善導課「善導課だ!お前は今禁止用語を口にした!!身柄の拘束とともにこの不健全なブログを削除する!」ついでにナニも禁止単語だ

という風にですね、首につけられたセンサーで性的な言動を感知して逮捕され、手首にも付けられたセンサーはこうやってキーボードでエr…性的なワードを打つことや絵を書くことすら感知されて逮捕されてしまうという。

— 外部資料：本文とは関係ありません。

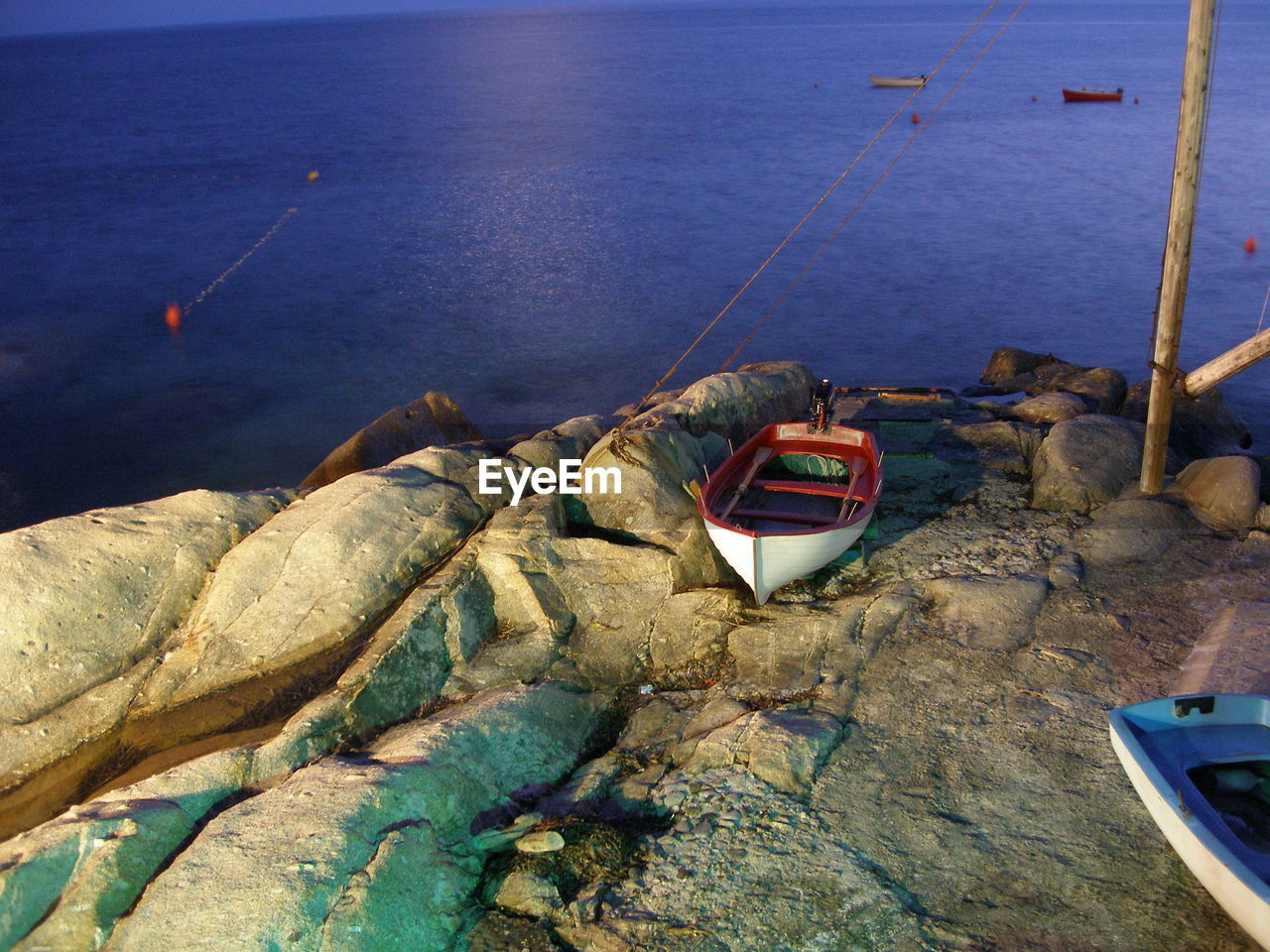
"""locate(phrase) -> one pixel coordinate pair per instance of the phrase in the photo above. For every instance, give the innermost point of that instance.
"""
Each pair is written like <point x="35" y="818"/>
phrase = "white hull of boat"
<point x="766" y="562"/>
<point x="1191" y="825"/>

これでもかというほどの「性の排除」を徹底した近未来を舞台に、「華城綾女」率いるSOXという団体が性を流布する(この世界ではテロリスト扱い)という話。

エロ本を探すだけでも国家権力に抗うことになる世界観は、一見バカバカしくも、PTA団体を初め性が規制されていく今日の現代を風刺したような社会性を感じる作品でもあります。

ただ、この作品の定義する「下ネタの概念」というものが、「固形排泄物!男性生殖器!女性生殖器!」(善導課による検閲のためダイレクトな表現を回避しました)を連呼するだけのものだったり、ハエの交尾に喘ぎ声をアテレコするといった非常に低レベルであるため、見ていて面白くなはない。

まるで童貞のキモオタの集団が考えたような言葉選び、表現のセンスで、まるで中一の僕を見ているようで痛々しさすら感じる次第である。

オープニングのMM号や例のプールが爆破されるところと曲の嵐っぽさは面白いと思った。

設定は僕の好みなのだが下ネタという観点では全く面白くはない、「銀魂」や今期のマジキチアニメ覇権として比べられるもう一つの「監獄学園」のほうが遥かに笑える下ネタではある。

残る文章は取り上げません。